Below is a script used to create the hg38 to oviAri3 syntenic net file. If you would like to create a syntenic net file for your pairwise alignment, you can use the script as a template. You will need to change file paths and file names to match your input.

#!/bin/csh -efx
# This script was automatically generated by /cluster/bin/scripts/doBlastzChainNet.pl
# from /hive/data/genomes/hg38/bed/lastzOviAri3.2015-01-21/DEF
# It is to be executed on hgwdev in /hive/data/genomes/hg38/bed/lastzOviAri3.2015-01-21/axtChain .
# It filters the net for synteny and creates syntenic net MAF files for
# multiz. Use this option when the query genome is high-coverage and not
# too distant from the reference.  Suppressed unless -syntenicNet is included.
# This script will fail if any of its commands fail.

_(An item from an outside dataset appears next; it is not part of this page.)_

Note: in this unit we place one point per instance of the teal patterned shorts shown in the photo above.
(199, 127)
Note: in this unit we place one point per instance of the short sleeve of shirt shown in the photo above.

cd /hive/data/genomes/hg38/bed/lastzOviAri3.2015-01-21/axtChain

netFilter -syn hg38.oviAri3.net.gz | gzip -c > hg38.oviAri3.syn.net.gz
netToAxt hg38.oviAri3.syn.net.gz hg38.oviAri3.all.chain.gz \
    /hive/data/genomes/hg38/hg38.2bit /hive/data/genomes/oviAri3/oviAri3.2bit stdout \
  | axtSort stdin stdout \
  | axtToMaf -tPrefix=hg38. -qPrefix=oviAri3. stdin \
    /hive/data/genomes/hg38/chrom.sizes /hive/data/genomes/oviAri3/chrom.sizes \
    stdout \
| gzip -c > hg38.oviAri3.synNet.maf.gz
md5sum hg38.oviAri3.syn.net.gz hg38.oviAri3.synNet.maf.gz > synNet.md5sum.txt
mkdir -p /usr/local/apache/htdocs-hgdownload/goldenPath/hg38/vsOviAri3
cd /usr/local/apache/htdocs-hgdownload/goldenPath/hg38/vsOviAri3
ln -s /hive/data/genomes/hg38/bed/lastzOviAri3.2015-01-21/axtChain/hg38.oviAri3.synNet.maf.gz .
cat /hive/data/genomes/hg38/bed/lastzOviAri3.2015-01-21/axtChain/synNet.md5sum.txt >> md5sum.txt
sort -u md5sum.txt > tmp.sum
cat tmp.sum > md5sum.txt
rm -f tmp.sum

Reciprocal Best

Below is a script used to create the hg38 to oviAri3 reciprocal best file. If you would like to create a reciprocal best file for your pairwise alignment, you can use the script as a template. You will need to change file paths and file names to match your input. You can also see an example in the mailing list archives involving doRecipBest.pl involving hg19 & mm10 where the resulting files were placed here.

#!/bin/csh -efx
# This script was automatically generated by /cluster/bin/scripts/doRecipBest.pl
# It is to be executed on ku in /hive/data/genomes/hg38/bed/lastzOviAri3.2015-01-21/axtChain .
# It nets in both directions to get reciprocal best chains and nets.
# This script will fail if any of its commands fail.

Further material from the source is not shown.